My Switch Lite also doesn’t have multiplayer abilities, which squashes any dreams of destroying my dearest friends on Dragon Driftway when I am at home. And while I suppose I could be a little patient for the next Switch, I might have a longer wait time than expected.
“I think you should buy a Nintendo Switch now because stock will be absolutely miserable for the new one,” T3 editor Ian Morris said. “It was pretty hard to buy a Switch when it came out, and I can only imagine what it will be like in the year of the chip drought.”
Morris reminded me how I happily skipped out on the PS5 stock and Xbox Series X stock hunts. I’m not sure that I’m willing to commit to the ruthless, time-consuming experience needed to secure a next-gen console. Finding where to buy Nintendo Switch right now is a much simpler feat.
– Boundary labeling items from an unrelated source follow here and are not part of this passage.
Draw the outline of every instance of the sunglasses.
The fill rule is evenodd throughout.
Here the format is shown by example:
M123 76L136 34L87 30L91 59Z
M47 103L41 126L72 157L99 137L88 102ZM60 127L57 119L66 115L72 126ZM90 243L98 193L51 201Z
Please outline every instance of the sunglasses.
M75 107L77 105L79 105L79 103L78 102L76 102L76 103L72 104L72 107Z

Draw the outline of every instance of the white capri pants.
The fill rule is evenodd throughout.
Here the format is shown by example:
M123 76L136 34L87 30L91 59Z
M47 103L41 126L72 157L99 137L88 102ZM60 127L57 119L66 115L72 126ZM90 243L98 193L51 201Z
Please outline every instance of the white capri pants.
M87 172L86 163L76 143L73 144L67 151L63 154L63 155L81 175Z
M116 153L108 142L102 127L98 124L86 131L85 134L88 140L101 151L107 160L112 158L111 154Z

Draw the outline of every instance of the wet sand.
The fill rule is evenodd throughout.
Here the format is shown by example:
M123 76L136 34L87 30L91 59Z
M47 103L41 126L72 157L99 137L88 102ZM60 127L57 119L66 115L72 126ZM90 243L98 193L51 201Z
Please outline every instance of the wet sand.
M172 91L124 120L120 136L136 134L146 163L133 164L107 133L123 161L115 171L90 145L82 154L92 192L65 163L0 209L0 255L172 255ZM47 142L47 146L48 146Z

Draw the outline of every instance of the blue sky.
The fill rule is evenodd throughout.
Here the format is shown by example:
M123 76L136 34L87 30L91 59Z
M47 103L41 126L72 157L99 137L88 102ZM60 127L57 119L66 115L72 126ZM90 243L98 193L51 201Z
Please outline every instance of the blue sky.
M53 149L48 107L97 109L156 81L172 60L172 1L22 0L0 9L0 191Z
Still, I think my colleagues convinced me to wait. Maybe not for an entire new console to come out, but for one of the best Nintendo Switch deals to bring the $299 cost of a two-year-old device down, at least. I also think I should spend some time with my Nintendo Switch Lite in that nearby park to see if the screen size is truly starting to bother me.
Then again, perhaps if the current Switch came in the same gorgeous yellow as my Lite model, this wouldn’t be as much of a debate.